Developing teamwork in the commercial world has become a business in its own right. Large companies spend thousands of pounds on consultation, training and away days in order to develop teams that work better and more efficiently together. In the public sector, budgets are a lot smaller, but there’s no reason why you can’t use what’s worked for others and adapt it in order to create a great team ethos in your care home.
There are literally hundreds, if not thousands, of articles published online in which experienced managers and consultants offer practical advice about creating a great team. Their advice is essentially free, so we’ve pulled together a summary of some of the most interesting ones that you could adapt for your care home.
After studying thousands of business teams, leaders and managers for well over 50 years, the international analyst group Gallup came to the conclusion that an organisation will be more successful when it develops what’s right with people rather than trying to change what’s wrong with them.
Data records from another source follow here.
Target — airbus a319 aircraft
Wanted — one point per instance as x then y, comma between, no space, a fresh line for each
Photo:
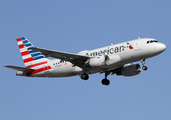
114,59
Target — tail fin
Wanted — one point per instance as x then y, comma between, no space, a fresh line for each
31,58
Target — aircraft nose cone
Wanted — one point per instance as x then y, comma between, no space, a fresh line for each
162,47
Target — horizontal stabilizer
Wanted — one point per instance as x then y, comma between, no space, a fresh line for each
19,68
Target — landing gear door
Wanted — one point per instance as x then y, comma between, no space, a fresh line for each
46,68
137,45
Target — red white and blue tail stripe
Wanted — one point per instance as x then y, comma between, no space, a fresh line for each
32,59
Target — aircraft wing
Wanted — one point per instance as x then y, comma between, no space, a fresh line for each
73,58
19,68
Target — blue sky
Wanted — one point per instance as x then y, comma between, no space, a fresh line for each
73,26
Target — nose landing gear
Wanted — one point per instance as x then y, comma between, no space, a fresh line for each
143,63
105,81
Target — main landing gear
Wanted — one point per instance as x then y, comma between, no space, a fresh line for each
105,81
143,62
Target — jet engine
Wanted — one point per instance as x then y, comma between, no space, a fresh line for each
96,61
103,60
130,70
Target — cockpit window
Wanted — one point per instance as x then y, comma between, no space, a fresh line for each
155,41
151,41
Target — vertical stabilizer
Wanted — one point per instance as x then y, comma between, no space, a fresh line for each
31,58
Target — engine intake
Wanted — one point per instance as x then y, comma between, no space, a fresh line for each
130,70
103,60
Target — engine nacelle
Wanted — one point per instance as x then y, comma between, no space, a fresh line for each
130,70
103,60
112,59
97,61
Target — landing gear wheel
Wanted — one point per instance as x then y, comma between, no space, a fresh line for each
144,68
84,76
105,82
143,62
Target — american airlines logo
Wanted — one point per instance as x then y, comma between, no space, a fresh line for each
111,50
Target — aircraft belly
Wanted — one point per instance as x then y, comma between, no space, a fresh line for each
63,71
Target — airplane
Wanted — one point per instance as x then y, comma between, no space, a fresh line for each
114,59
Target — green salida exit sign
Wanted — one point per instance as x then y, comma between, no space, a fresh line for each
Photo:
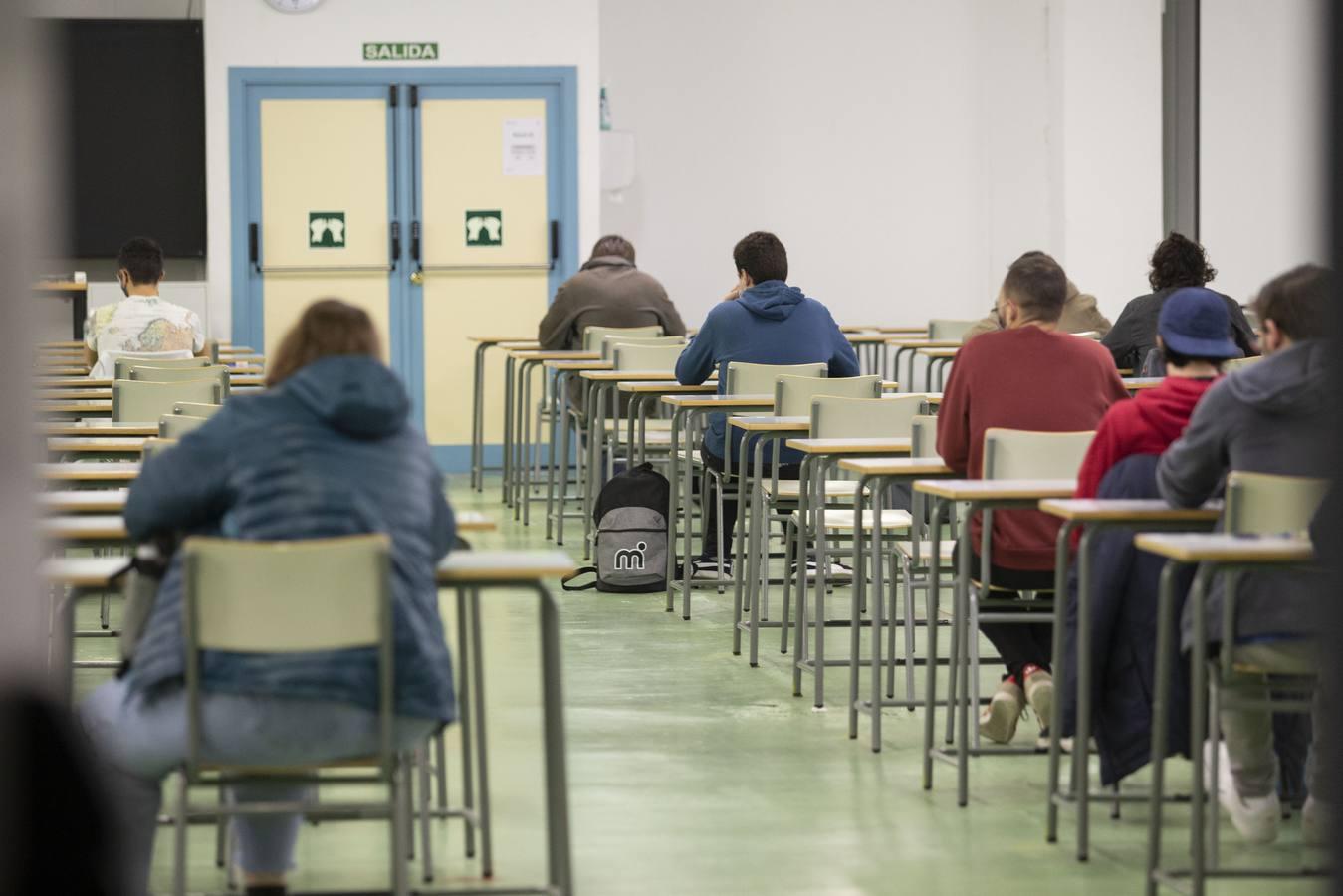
379,51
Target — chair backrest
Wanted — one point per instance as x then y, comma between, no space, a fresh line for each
154,358
157,446
141,402
759,379
853,418
610,341
1268,504
189,408
646,357
288,596
173,426
947,331
792,395
1237,362
592,335
923,435
1026,454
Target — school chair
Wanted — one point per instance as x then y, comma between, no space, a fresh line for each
291,596
179,373
189,408
154,358
173,426
1010,454
141,402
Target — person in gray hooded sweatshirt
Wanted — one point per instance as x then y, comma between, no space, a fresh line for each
1266,418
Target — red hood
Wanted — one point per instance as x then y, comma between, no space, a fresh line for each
1167,407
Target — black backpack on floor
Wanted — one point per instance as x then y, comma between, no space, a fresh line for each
631,534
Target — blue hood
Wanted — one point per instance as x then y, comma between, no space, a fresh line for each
773,300
352,394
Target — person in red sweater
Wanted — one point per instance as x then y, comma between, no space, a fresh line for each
1026,376
1194,335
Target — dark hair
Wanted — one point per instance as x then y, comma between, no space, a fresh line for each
142,260
1178,261
1038,285
327,327
762,257
1303,303
614,245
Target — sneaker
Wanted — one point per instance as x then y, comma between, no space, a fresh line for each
998,720
1039,695
707,569
1254,818
1315,823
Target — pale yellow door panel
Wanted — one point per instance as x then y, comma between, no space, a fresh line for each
324,208
488,276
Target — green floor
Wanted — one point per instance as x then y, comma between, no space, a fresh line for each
692,773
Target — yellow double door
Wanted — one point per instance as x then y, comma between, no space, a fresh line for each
427,206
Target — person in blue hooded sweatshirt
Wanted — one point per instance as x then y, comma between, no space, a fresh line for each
762,320
327,450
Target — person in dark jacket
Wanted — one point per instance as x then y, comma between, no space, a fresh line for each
1266,418
762,320
327,450
1177,262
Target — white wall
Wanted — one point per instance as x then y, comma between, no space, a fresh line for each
1262,142
497,33
904,150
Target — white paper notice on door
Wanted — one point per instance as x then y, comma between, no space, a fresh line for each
524,146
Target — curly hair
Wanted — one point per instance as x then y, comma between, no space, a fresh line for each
1178,261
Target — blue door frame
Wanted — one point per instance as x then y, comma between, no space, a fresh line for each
247,87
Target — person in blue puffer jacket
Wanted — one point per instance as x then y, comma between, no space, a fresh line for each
762,320
327,450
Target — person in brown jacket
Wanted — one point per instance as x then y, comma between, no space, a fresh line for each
1080,312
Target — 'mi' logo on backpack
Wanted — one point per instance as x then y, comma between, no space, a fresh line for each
631,559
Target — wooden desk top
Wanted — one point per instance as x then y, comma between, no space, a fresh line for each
84,528
474,522
903,341
997,489
81,572
767,423
873,445
577,365
615,376
97,443
660,387
719,400
484,567
1128,510
895,465
84,501
536,354
60,287
1197,547
89,472
99,429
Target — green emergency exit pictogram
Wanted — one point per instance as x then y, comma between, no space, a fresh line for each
326,230
485,227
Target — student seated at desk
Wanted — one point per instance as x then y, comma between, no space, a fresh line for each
141,323
1273,416
1177,262
1194,335
1080,312
762,320
327,450
1026,376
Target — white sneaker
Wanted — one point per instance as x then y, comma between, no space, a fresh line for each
1315,823
998,720
1255,818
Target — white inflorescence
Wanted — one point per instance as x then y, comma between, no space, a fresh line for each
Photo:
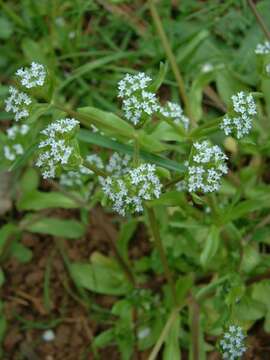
15,145
175,112
33,76
55,148
232,344
11,151
244,108
263,48
95,160
127,193
17,103
138,103
132,83
118,165
16,130
206,168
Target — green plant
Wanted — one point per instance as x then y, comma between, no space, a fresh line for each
196,179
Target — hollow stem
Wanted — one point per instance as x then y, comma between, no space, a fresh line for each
158,243
259,19
171,58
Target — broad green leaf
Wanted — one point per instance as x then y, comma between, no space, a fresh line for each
90,66
22,160
70,229
99,278
105,121
38,200
228,85
149,143
251,258
96,139
29,180
249,309
210,247
6,28
21,252
104,339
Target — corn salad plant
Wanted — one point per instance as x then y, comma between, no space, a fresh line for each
195,176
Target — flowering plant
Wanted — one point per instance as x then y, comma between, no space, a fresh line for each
182,182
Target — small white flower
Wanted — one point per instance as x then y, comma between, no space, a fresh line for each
175,112
132,83
232,344
207,67
263,48
118,164
143,333
33,76
95,160
206,168
138,102
48,335
127,193
18,103
244,108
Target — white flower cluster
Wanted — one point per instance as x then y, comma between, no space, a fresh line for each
175,112
15,145
56,148
127,193
206,168
33,76
118,165
95,160
18,103
263,48
16,130
232,344
240,123
138,103
11,151
132,83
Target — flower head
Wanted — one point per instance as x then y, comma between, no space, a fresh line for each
18,103
138,102
239,123
262,49
206,168
58,147
133,83
95,160
232,344
33,76
175,112
118,164
15,142
127,193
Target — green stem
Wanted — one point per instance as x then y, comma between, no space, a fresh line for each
95,169
136,158
171,58
160,248
259,19
163,335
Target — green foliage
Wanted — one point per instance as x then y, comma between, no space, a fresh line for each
216,245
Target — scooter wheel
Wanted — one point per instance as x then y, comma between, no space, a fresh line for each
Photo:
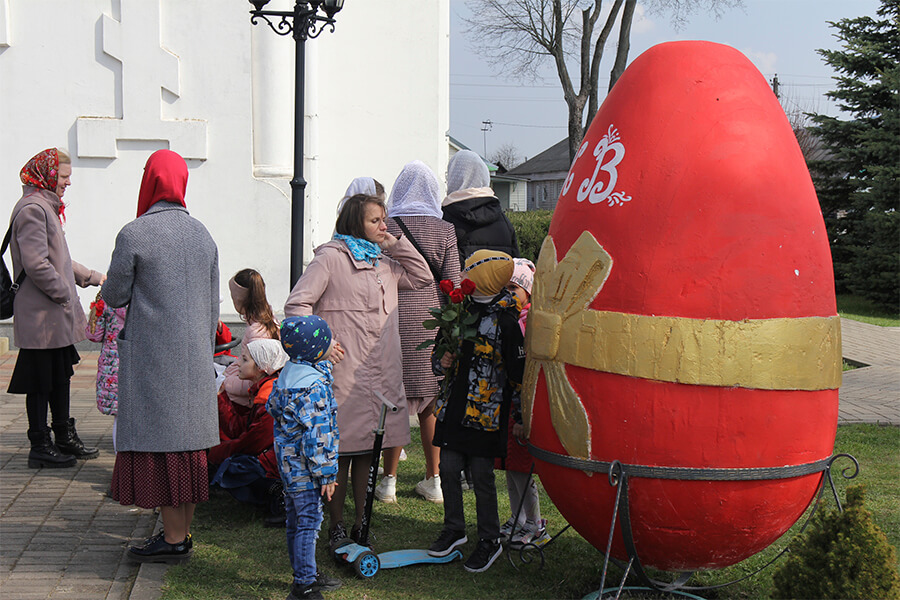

When it comes to teamwork, the author advises managers to build teams around the talents of individuals, assigning responsibilities based on what comes naturally to each team member.
Two healthcare professionals from the South Tees Hospitals Foundation Trust have published their own strategy on team building. Their definition of a good team is elegantly simple: “In healthcare, good team building is where all team members understand, believe in and work towards the shared purpose of caring and working for residents.”
They advocate a continuous approach to teamwork to ensure everyone communicates, works to their strengths, works towards the same goals and there is a climate of openness and trust.
This research briefing from the My Home Life programme – an organisation which promotes the quality of life for those living and working in care homes – looks at how to build a positive culture for care home staff, which will have the knock-on effect of also creating a positive culture for the residents. If the staff are well-trained and motivate, residents will benefit greatly. “Team performance will impact on quality of life of residents, and resident and staff well-being are interdependent.”
ACAS provides free and impartial advice about fostering success through good workplace practices. They have published a guide to fostering good team working through the successful management of people.